At the time of his slaying, Lorca was thirty-eight. With the publication of "Gypsy Ballads," composed while he was still in his twenties, he had become, almost instantly, Spain's most famous poet, and the phenomenal success of his Andalusian tragedies "Blood Wedding" and "Yerma" had made him the country's most celebrated dramatist as well. From early childhood, Lorca had been obsessed with his own death, including the details of his interment. Salvador Dali, a close friend and, probably, love interest, recalled how Lorca, as a student in Madrid, used to act out his burial, describing the position of the corpse, the closing of the coffin, and the bumpy passage of the funeral procession over the cobbled streets. "In this game, the process of putrefaction lasted five days," the painter remembered. "Poet in New York," which Lorca wrote during a yearlong stay in the United States and Cuba, in 1929-30, contains at least a half dozen first-person allusions to an assassination, including this one, from "Fable of Three Friends to Be Sung in Rounds":
When the pure shapes sank, under the chirping of daisies,, I knew they had murdered me.

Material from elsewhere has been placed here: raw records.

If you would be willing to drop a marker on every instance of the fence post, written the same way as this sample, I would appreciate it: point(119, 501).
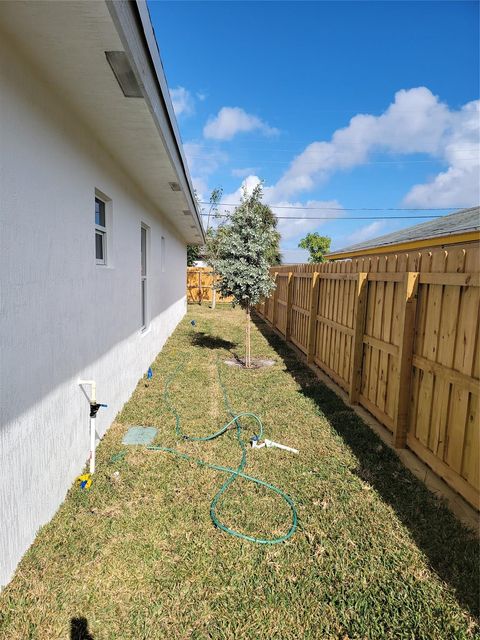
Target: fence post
point(289, 305)
point(312, 320)
point(405, 353)
point(357, 338)
point(274, 301)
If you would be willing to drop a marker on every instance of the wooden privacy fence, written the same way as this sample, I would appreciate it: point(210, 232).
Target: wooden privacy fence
point(400, 335)
point(200, 282)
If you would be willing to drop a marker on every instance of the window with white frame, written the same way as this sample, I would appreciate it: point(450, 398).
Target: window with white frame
point(100, 231)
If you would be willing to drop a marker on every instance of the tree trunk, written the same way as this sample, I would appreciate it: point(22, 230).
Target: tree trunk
point(248, 362)
point(214, 290)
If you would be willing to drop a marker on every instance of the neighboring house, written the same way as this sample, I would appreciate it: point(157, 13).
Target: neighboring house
point(460, 228)
point(96, 210)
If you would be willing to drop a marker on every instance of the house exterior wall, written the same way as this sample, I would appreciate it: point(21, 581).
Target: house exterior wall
point(63, 317)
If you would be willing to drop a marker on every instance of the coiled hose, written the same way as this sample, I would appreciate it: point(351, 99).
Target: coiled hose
point(233, 473)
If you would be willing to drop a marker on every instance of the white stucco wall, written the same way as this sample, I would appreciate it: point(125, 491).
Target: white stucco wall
point(62, 316)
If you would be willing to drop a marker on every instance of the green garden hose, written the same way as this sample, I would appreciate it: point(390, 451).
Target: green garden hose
point(234, 473)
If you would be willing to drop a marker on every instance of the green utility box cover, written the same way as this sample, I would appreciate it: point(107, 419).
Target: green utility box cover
point(139, 435)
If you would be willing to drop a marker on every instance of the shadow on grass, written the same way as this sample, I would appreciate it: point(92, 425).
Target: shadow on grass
point(452, 550)
point(202, 339)
point(79, 629)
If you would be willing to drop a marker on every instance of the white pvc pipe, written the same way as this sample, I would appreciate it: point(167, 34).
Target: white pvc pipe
point(270, 443)
point(93, 399)
point(92, 445)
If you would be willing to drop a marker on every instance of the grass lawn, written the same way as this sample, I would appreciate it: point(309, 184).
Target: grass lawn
point(136, 557)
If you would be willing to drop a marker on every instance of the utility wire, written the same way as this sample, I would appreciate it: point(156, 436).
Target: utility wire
point(282, 206)
point(337, 219)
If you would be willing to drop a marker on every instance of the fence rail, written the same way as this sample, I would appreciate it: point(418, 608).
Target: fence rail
point(400, 335)
point(200, 285)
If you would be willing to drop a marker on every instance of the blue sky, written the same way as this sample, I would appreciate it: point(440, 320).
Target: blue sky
point(334, 105)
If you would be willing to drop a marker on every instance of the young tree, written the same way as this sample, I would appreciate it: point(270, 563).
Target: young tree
point(316, 245)
point(242, 258)
point(192, 254)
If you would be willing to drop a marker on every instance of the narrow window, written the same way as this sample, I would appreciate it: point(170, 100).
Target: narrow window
point(162, 254)
point(100, 232)
point(143, 276)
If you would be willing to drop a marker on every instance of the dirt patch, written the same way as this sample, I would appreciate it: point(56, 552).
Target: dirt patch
point(255, 363)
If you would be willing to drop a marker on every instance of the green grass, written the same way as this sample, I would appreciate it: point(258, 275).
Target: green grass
point(375, 556)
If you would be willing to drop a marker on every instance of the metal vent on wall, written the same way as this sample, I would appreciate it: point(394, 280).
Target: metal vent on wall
point(123, 72)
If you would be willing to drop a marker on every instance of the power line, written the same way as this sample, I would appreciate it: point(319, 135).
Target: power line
point(337, 219)
point(337, 155)
point(281, 206)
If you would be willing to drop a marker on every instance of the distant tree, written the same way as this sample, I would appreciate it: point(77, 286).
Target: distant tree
point(316, 245)
point(193, 252)
point(242, 257)
point(210, 249)
point(270, 221)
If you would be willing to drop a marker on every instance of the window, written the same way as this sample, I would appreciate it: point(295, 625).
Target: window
point(100, 232)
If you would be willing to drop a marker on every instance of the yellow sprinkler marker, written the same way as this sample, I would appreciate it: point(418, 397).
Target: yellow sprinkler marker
point(85, 481)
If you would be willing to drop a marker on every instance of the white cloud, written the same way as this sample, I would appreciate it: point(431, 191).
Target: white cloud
point(365, 233)
point(232, 120)
point(459, 185)
point(416, 122)
point(295, 220)
point(242, 173)
point(183, 102)
point(203, 162)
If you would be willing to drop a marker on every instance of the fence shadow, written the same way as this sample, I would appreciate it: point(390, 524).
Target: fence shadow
point(452, 550)
point(202, 339)
point(79, 629)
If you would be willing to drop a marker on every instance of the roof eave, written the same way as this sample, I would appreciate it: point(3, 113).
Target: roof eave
point(134, 27)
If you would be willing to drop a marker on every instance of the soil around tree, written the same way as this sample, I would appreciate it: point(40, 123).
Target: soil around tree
point(255, 363)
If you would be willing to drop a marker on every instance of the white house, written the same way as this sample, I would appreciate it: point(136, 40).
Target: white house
point(96, 209)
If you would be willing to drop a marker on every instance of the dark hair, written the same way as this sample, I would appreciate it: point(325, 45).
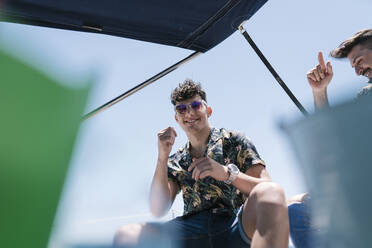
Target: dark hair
point(186, 90)
point(363, 37)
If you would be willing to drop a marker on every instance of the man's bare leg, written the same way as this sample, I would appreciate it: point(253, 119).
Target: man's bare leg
point(265, 217)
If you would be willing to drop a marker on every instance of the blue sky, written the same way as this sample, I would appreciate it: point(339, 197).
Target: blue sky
point(115, 154)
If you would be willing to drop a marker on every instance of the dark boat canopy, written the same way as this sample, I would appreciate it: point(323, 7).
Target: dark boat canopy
point(191, 24)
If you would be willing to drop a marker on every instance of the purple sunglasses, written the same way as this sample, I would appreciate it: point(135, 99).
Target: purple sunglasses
point(195, 105)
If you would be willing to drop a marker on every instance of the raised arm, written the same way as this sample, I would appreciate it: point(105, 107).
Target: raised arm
point(163, 192)
point(319, 78)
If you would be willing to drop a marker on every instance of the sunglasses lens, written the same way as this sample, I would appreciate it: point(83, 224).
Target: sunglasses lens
point(181, 108)
point(196, 105)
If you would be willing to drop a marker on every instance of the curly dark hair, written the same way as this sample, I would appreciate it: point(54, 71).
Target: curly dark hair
point(363, 37)
point(186, 90)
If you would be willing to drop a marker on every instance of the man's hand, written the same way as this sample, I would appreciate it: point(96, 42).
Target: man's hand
point(320, 76)
point(203, 167)
point(166, 139)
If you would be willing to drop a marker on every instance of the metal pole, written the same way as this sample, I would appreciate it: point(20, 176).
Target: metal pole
point(271, 69)
point(140, 86)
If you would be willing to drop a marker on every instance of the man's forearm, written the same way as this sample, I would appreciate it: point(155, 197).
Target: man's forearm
point(246, 183)
point(160, 199)
point(321, 99)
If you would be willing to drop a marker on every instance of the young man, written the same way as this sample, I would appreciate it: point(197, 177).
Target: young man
point(229, 199)
point(358, 49)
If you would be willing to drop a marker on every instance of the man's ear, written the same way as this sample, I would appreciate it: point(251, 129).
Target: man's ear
point(209, 111)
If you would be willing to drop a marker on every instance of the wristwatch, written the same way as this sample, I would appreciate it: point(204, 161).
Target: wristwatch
point(233, 173)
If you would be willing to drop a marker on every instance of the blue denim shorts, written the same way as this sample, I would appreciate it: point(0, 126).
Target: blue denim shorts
point(204, 229)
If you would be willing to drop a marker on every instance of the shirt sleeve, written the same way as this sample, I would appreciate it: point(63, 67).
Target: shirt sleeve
point(246, 153)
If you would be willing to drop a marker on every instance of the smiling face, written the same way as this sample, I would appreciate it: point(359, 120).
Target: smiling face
point(360, 58)
point(193, 120)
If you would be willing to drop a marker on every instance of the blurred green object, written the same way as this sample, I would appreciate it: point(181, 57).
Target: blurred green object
point(38, 126)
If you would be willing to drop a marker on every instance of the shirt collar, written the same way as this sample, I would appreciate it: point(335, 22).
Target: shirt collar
point(214, 136)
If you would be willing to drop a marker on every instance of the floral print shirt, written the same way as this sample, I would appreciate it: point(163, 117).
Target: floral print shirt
point(225, 147)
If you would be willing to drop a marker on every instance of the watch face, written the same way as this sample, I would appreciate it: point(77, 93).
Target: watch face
point(233, 168)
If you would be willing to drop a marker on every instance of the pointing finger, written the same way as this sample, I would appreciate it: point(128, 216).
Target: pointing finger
point(329, 68)
point(321, 61)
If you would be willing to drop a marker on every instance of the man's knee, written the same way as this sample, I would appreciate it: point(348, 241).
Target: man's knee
point(269, 194)
point(127, 235)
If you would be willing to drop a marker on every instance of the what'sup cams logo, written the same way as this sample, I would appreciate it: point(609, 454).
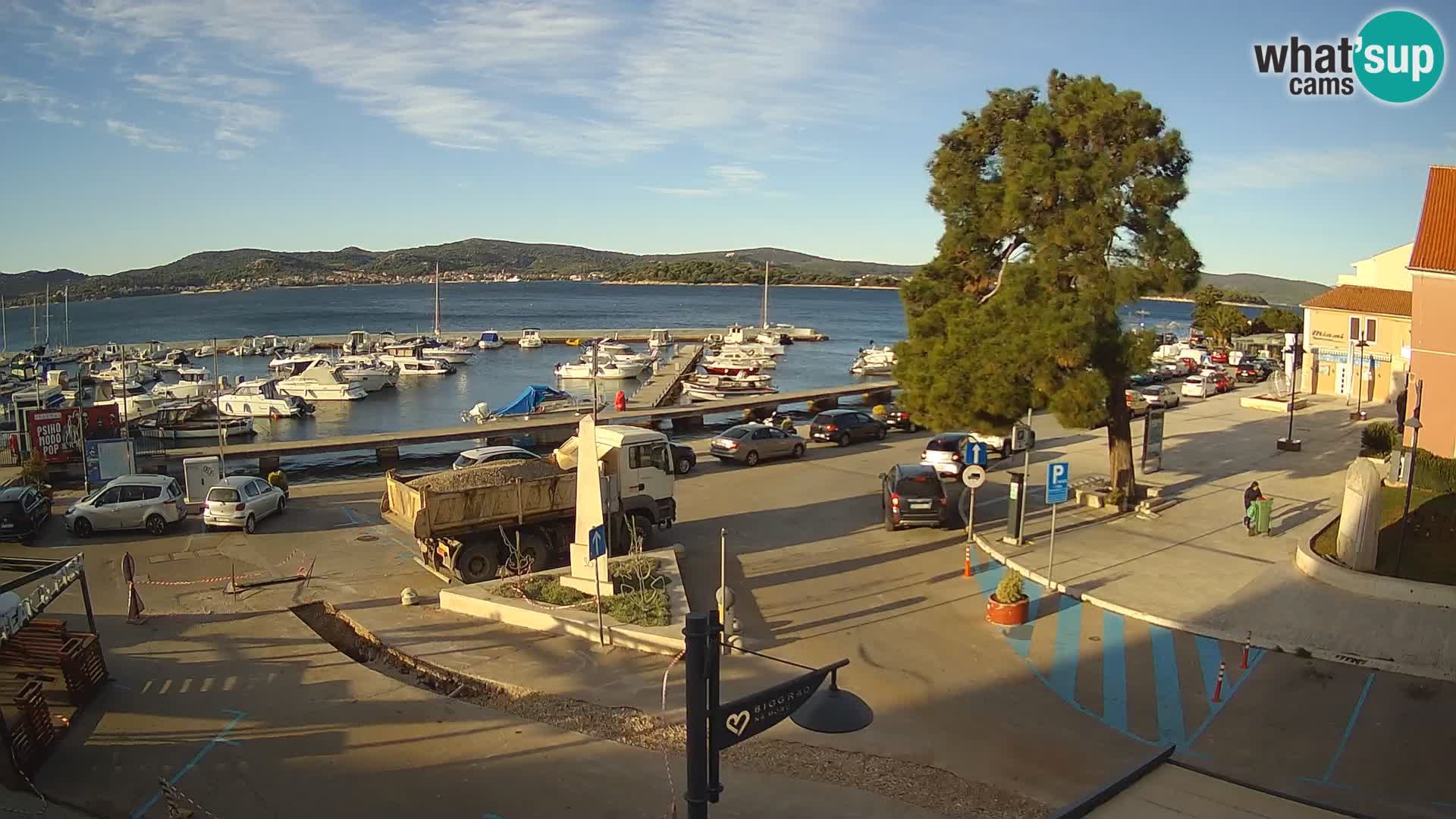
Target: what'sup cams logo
point(1397, 57)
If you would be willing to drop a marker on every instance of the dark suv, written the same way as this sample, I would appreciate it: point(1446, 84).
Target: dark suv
point(846, 426)
point(22, 512)
point(912, 496)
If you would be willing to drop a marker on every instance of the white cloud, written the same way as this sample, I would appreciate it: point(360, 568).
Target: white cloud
point(39, 99)
point(142, 137)
point(564, 77)
point(1293, 168)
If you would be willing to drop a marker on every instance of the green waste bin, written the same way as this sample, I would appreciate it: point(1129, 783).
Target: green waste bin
point(1261, 510)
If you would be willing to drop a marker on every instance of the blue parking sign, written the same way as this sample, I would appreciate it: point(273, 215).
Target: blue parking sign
point(976, 453)
point(1059, 482)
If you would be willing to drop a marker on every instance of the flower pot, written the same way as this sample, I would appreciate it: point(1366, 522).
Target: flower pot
point(1006, 614)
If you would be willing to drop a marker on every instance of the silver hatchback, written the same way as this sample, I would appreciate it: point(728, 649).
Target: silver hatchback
point(242, 500)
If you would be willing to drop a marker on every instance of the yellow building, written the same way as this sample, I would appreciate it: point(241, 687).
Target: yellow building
point(1335, 324)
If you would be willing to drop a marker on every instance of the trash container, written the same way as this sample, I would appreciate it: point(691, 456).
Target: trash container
point(1263, 510)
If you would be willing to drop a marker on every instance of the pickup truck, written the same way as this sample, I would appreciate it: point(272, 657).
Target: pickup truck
point(466, 522)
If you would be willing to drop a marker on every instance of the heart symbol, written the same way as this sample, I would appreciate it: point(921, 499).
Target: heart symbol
point(737, 722)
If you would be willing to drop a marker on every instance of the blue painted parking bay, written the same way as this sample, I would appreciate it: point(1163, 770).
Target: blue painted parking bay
point(1144, 681)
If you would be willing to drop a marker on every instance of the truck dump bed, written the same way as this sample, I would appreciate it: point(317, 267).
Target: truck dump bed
point(449, 503)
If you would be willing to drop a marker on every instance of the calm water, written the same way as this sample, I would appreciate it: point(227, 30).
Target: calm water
point(851, 318)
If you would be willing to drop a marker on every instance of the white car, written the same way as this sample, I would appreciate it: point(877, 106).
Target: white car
point(242, 500)
point(130, 502)
point(1200, 387)
point(488, 453)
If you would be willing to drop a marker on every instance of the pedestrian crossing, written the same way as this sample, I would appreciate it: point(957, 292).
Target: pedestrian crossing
point(1145, 681)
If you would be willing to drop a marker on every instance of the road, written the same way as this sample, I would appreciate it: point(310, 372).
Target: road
point(1047, 710)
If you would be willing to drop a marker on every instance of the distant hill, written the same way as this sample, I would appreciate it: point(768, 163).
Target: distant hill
point(36, 281)
point(1272, 289)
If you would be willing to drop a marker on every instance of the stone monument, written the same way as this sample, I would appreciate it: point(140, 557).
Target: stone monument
point(1360, 516)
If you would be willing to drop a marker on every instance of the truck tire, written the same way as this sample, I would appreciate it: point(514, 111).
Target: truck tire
point(476, 563)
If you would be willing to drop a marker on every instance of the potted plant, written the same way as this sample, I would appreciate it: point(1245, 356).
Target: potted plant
point(1008, 604)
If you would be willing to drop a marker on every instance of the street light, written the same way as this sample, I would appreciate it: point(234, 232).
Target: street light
point(1410, 482)
point(1359, 414)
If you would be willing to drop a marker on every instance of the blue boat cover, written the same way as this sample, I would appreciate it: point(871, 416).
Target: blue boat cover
point(530, 398)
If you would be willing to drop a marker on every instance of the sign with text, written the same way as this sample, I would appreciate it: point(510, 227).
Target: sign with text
point(756, 713)
point(1153, 441)
point(1059, 482)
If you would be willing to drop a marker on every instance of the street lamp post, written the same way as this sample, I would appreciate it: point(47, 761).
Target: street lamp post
point(1410, 482)
point(1359, 414)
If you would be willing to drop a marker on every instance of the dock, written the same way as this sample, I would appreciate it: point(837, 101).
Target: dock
point(667, 378)
point(386, 445)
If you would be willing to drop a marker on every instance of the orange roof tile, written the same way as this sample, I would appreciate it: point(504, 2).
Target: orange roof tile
point(1363, 300)
point(1436, 238)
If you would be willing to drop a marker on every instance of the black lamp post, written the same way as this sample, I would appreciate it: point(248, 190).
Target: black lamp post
point(714, 727)
point(1410, 482)
point(1296, 356)
point(1359, 414)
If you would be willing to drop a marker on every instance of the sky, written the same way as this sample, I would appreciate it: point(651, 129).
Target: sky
point(137, 131)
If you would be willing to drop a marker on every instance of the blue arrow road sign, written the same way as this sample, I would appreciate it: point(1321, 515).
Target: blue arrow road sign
point(976, 453)
point(598, 542)
point(1059, 480)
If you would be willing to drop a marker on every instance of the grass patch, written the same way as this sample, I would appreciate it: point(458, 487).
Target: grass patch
point(1430, 538)
point(637, 579)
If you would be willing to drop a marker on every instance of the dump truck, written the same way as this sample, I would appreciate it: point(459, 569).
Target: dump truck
point(466, 523)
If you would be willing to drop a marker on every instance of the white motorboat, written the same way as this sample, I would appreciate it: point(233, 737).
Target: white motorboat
point(874, 362)
point(259, 398)
point(193, 382)
point(319, 381)
point(604, 371)
point(698, 392)
point(188, 422)
point(408, 357)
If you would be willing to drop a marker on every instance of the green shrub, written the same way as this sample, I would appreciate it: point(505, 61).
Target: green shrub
point(1009, 589)
point(1379, 438)
point(1435, 472)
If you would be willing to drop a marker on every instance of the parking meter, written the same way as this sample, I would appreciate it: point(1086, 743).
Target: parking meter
point(1015, 503)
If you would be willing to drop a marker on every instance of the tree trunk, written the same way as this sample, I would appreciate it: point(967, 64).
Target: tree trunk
point(1120, 444)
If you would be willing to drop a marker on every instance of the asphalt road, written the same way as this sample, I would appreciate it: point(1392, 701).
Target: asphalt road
point(1049, 710)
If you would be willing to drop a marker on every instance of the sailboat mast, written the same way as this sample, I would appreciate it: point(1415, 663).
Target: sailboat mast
point(764, 316)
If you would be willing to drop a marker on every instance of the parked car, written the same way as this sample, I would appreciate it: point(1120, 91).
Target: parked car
point(683, 458)
point(488, 453)
point(1136, 404)
point(750, 444)
point(912, 494)
point(1161, 397)
point(944, 453)
point(22, 512)
point(899, 419)
point(130, 502)
point(1200, 387)
point(846, 426)
point(242, 500)
point(1250, 372)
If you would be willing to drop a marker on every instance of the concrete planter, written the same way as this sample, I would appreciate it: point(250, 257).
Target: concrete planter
point(1006, 614)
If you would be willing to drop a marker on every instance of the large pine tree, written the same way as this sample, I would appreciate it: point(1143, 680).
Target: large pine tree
point(1057, 212)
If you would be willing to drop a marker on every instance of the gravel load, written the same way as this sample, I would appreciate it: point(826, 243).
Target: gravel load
point(494, 474)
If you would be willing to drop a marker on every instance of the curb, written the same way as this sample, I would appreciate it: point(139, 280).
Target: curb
point(1260, 642)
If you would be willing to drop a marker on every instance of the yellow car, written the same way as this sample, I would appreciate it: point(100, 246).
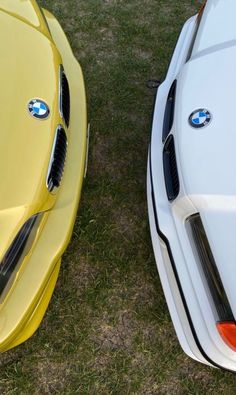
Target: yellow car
point(42, 162)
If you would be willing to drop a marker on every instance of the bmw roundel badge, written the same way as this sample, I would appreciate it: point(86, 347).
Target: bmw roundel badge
point(200, 118)
point(38, 109)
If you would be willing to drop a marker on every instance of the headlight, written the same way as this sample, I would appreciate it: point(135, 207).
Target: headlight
point(18, 250)
point(225, 321)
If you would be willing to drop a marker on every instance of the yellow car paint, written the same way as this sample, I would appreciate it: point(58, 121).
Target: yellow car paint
point(26, 299)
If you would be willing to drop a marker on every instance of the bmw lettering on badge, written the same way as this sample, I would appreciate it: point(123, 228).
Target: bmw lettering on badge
point(200, 118)
point(38, 109)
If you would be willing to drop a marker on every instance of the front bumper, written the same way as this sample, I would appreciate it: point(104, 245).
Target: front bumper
point(23, 308)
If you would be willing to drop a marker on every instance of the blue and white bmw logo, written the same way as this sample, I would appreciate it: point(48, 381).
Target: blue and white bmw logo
point(200, 118)
point(38, 109)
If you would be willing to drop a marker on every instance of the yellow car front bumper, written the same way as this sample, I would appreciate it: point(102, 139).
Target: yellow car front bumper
point(23, 308)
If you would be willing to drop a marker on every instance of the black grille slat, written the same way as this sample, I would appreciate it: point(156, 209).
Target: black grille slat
point(170, 169)
point(58, 159)
point(65, 98)
point(169, 112)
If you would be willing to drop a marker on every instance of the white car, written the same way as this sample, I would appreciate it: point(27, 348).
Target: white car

Lorca's celebrity outside Spain was also considerable. "Blood Wedding" had been a hit in Buenos Aires, and Lorca, visiting the city to promote the play, had charmed Pablo Neruda and infuriated Jorge Luis Borges. His American friends included the Times reporter Mildred Adams and the editor and critic Herschel Brickell, who once called him "the nearest thing to a pure genius" that he had ever encountered. Inquiries into Lorca's disappearance began almost immediately. In October, H. G. Wells, then the president of the London pen Club, sent a telegram to the military governor in Granada requesting news of his "distinguished colleague." However, as much as it was possible to maintain that a world-renowned writer had simply vanished, the Nationalist government tried to do so. The governor's response to Wells's telegram read, in its entirety, "I do not know whereabouts of Don Federico Garcia Lorca."
Now, nearly seventy years later, some of the questions surrounding the poet's murder may, finally, be answered. As part of a belated reckoning with the crimes of the Civil War, volunteers all over Spain are trying to identify the location of hundreds of suspected mass graves, and, where possible, to open them. In a scene eerily anticipated by "Poet in New York"--"They combed the cafes, graveyards, and churches for me,/pried open casks and cabinets,/destroyed three skeletons in order to rip out their gold teeth"--what's left of Lorca is scheduled to be dug up.
Exhumations in Spain tend to take place on weekends. This is partly to accommodate the families of the victims, in case they want to be there when the bodies are unearthed, but mostly to accommodate the people who are doing the exhuming, all of whom are donating their time. On a Saturday not long ago, I went to observe an exhumation in the town of Vadocondes, in the province of Burgos. About two hours' drive north of Madrid, the town consists of a few blocks of stone houses and a bar. In the surrounding countryside, farmers grow sugar beets, which, at the time that I visited, were being harvested and lay in huge, lumpy piles in the middle of the fields. The site of the grave--off a tractor road that disappeared into the scrub--was difficult to find, and by the time I got there a three-foot-deep trench had been dug out of the earth, which was a deep red and had the consistency of pancake mix. A few bones--tinted red, like the dirt--could be seen sticking out from the bottom.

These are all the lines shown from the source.